[EM] IRV is summable (a little)

Roy royone at yahoo.com
Tue Sep 4 08:22:31 PDT 2001


One of the commonly cited problems of IRV is that it is not summable: 
to process the ballots, they must be re-read, or a count must be made 
of the ballots matching each possible ballot, which requires N! 
figures to be kept.

That's not quite true. It is only necessary to remember which 
candidates (if any) are ranked ahead of a candidate to know whether 
and when votes for him should be counted. The order of the candidates 
ahead of him are not important. That means that IRV ballots are 
summable in a total of N * 2^N figures. A fair improvement over N!. 
(Actually, it's N * 2^(N-1), but that gets clumsy to implement).

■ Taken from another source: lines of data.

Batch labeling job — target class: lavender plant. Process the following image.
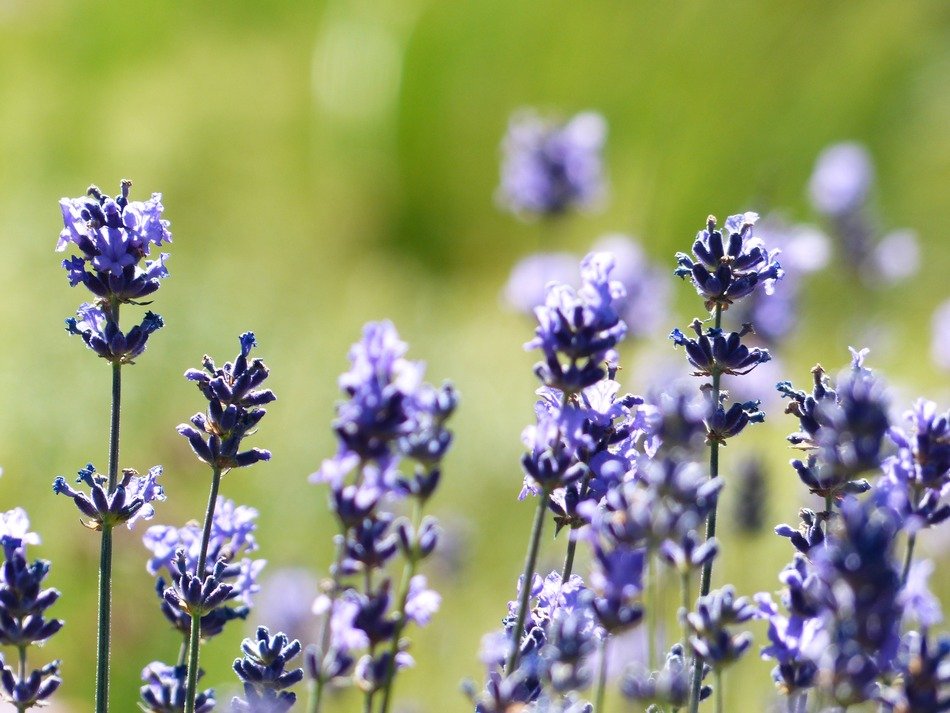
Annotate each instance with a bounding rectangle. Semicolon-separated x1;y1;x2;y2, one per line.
306;322;458;713
176;332;277;713
0;508;63;713
54;180;171;713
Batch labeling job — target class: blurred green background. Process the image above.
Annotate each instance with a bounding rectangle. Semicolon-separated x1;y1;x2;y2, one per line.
0;0;950;713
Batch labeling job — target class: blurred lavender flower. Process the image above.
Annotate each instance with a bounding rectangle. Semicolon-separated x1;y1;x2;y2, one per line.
53;463;165;530
876;399;950;533
178;332;277;470
56;180;171;303
812;498;902;706
808;142;874;218
674;213;784;311
139;661;216;713
231;626;303;713
682;586;756;671
498;111;607;216
879;629;950;713
525;253;627;395
0;536;63;711
620;644;712;713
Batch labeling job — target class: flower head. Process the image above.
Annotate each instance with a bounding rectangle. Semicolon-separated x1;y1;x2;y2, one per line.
56;181;171;303
675;213;784;311
499;111;607;216
178;332;277;470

One implementation would be to have a bit-vector of one bit per 
candidate in some predetermined order. When examining a ballot, look 
at each candidate and determine which candidates are ahead of her. 
Set the bits in the bit vector to represent that, and use the 
resulting number as an index into a 2-D array, where the other index 
is the position of the candidate being evaluated.

The only figures of interest in tallying are those whose bit-vector 
index is (all) zero. Easy enough. When a candidate is eliminated, the 
array is searched for all entries where that candidate's bit is on, 
and the tallies are added to the counts where that candidate's bit is 
off (and all other bits are the same).